Materials and methods

Standard protocol approvals, registrations, and patient consents

The study was conducted with institutional research board (IRB) approval. Due to the retrospective nature of the study, Rambam healthcare campus IRB waived the need of obtaining informed consent. All methods were carried out in accordance with relevant guidelines and regulations.

Cohort identification

This retrospective study comprised 250 consecutive cases from the ED at Rambam Healthcare Campus. Clinical information was uniformly extracted using an electronic record retrieval system capable of accessing all clinical and laboratory results. We identified all patients who underwent neurological consultation in the ED from 01/01/2024 to 29/02/2024, with follow-up concluding on 16/08/2024. Inclusion criteria included patients above 18 years old with a medical history. Exclusion criteria included lack of complete consultation history, lack of follow-up data until 16/08/2024, and erroneous ICD-9 code at discharge in the electronic records. All consultation reports were manually translated into English from Hebrew and subsequently reviewed by a professional translator to ensure accuracy. This was done to facilitate an evaluation between AI generated report and original consultation report.

LLM implementation

The framework is based on an LLM, Gemini 1.5-pro API securely hosted within the Vertex AI platform, provided by Google Cloud services. In addition, our engagement with Gemini API is underpinned by stringent data management agreements with Google. These agreements guarantee that patient data are strictly confined to the intended research objectives and that no training of the Gemini model can occur, thereby maintaining confidentiality and integrity throughout the study. The LLM was set temperature = 0 to avoid hallucination focusing only on the input data. The LLM inputs are neurological examination, patient medical history, radiological findings, and laboratory results extracted from EHRs (Fig. 1). The output was the consultation report with recommended next step (admission vs. discharge, refer to different consultation, return to emergency department physician). All model inputs were restricted to information time‑stamped on or before the moment the neurologist opened the consult note. These inputs comprised (i) demographic details and chief‑complaint history recorded by the triage nurse, (ii) an unformatted “Initial Neuro Exam” scratch pad typed by the neurologist immediately after bedside assessment, and (iii) laboratory and radiology results that had been done in the EHR after the neurological examination. The final structured consult note written only after the neurologist had reviewed all subsequent results was withheld from the model to avoid circularity. To enhance the relevance and accuracy of the LLM’s output, we employed a retrieval-augmented generation (RAG) technique, presenting five analogous cases that illustrate both the input parameters and the resultant neurological consultation reports.The RAG is based on a a hybrid similarity search that was built on full historical consult records. For every encounter we concatenated: (1) demographic and triage data, (2) nurse‑recorded history and neurological examination, (3) laboratory and imaging results, and (4) the neurologist’s final free‑text note. Each composite string was embedded with BioClinicalBERT (BioBERT) and stored in a FAISS IndexFlatL2. At runtime the current case inputs was embedded with the same model; the five nearest neighbours (highest cosine similarity, patient‑ID excluded) were retrieved and appended. This approach aims to mitigate common limitations observed in LLMs, such as the lack of empathy, contextual relevance, and tendencies toward verbosity or excessive informality16.

Fig. 1
figure 1

Inputs and outputs of the LLM. The model receive patient anamnesis (medical history), findings from the neurological examination, patient demographic (age and gender), radiological findings, laboratory findings.
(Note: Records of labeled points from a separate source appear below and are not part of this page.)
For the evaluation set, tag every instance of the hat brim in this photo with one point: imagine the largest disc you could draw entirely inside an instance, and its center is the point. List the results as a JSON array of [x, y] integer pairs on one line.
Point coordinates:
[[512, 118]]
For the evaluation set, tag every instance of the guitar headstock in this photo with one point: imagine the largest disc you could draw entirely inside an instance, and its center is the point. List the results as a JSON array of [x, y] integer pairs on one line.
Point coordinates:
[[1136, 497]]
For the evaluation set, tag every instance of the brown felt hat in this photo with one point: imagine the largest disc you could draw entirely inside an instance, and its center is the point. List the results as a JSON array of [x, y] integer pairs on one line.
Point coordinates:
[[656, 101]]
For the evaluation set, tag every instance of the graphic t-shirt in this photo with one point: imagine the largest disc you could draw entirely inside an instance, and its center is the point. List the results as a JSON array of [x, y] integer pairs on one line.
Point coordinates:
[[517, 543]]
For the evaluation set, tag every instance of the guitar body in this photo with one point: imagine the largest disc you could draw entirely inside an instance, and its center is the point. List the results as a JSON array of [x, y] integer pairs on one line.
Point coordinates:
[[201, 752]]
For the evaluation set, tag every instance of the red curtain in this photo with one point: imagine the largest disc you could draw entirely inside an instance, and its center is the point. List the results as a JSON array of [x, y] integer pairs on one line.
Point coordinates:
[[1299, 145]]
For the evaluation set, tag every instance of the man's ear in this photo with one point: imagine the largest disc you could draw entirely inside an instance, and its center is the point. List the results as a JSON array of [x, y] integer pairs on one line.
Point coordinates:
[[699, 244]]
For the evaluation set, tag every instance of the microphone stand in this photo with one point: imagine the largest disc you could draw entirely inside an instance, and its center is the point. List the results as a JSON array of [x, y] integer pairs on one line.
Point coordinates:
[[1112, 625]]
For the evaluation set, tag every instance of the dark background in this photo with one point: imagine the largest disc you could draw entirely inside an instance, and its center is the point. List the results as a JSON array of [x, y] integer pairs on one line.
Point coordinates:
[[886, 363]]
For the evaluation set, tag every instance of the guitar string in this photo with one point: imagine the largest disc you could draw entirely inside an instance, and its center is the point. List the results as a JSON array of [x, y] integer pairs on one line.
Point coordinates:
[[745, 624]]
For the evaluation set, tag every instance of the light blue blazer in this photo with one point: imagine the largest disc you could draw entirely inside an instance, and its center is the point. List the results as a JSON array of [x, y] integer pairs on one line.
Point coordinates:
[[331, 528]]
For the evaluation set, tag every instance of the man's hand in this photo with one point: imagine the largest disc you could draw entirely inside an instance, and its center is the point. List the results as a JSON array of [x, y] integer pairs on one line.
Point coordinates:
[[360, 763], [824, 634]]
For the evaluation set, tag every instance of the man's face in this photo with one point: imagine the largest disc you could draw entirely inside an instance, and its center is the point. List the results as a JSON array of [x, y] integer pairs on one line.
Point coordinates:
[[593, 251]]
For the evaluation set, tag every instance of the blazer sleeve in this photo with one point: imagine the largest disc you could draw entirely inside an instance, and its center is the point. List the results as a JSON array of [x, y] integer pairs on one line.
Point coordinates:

Prompt disclosure and reproducibility

The exact system prompt supplied to the Gemini 1.5‑pro model is reproduced in Supplementary File 1. It includes role definition, output schema, length constraints, and an instruction to refuse if insufficient data are provided. No patient-specific identifiers were used.

Performance metrics

To rigorously assess the quality and clinical applicability of LLM-generated neurology consult summaries, we employed a multi-faceted evaluation framework incorporating semantic similarity, readability indices. The primary objective was to ensure that AI-generated summaries preserved critical neurological details while enhancing efficiency and reducing documentation burden. Cosine similarity, calculated using Clinical-BioBERT embeddings, provided a quantitative measure of semantic alignment between LLM-generated and physician-authored summaries, ensuring that generated texts retained meaningful medical context beyond superficial word overlap. Additionally, ROUGE scores (ROUGE-1 F1, ROUGE-2 F1, ROUGE-L F1) assessed lexical similarity, capturing both unigram and bigram coherence as well as syntactic structure. Readability was evaluated using the Flesch-Kincaid Grade Level (FKGL) and Flesch Reading Ease Score (FRES), ensuring that summaries remained accessible for clinicians while maintaining necessary medical precision.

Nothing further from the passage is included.